CDS Partners on “Living Archive” Project to Document Impact of COVID-19 on Charlotte Communities

CDS CM Library in blue text.

In 2021, the Center for Documentary Studies (CDS) will embark on a new collaboration with three Charlotte, North Carolina–based partners to gather, preserve, and share local histories—stories, documents, visual imagery, and memories—about the COVID-19 pandemic and its impact on Black, Latinx, and Indigenous communities in Mecklenburg County. CDS, the Charlotte Mecklenburg Library, Johnson C. Smith University, and the Levine Museum of the New South will map out and implement the three-year “Living Archive” project, made possible with a $250,000 planning grant from The Duke Endowment.

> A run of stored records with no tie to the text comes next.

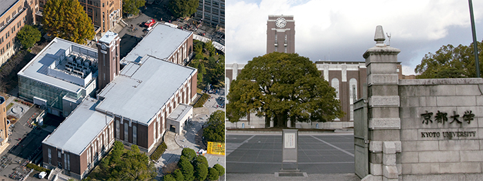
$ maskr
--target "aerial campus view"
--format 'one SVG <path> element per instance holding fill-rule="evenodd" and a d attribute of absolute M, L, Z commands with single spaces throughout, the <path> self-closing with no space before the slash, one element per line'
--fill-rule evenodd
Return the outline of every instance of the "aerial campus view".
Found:
<path fill-rule="evenodd" d="M 224 1 L 2 4 L 2 180 L 224 180 Z"/>
<path fill-rule="evenodd" d="M 1 3 L 2 180 L 482 176 L 480 2 Z"/>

Combining education, the arts, community engagement, leadership development, and the power of co-created, grassroots knowledge, the project will put documentary storytelling tools into the hands of neighborhood residents. Long-term, the stories and materials collected through the project will be open-sourced and shared in ways that promote ongoing collaboration.

Said CDS director Wesley Hogan, “We are working to make sure that no one’s story is lost, misrepresented, or ignored. We’re honored to be working with these dynamic partners in Charlotte as CDS builds capacity for diverse storytelling across North Carolina.”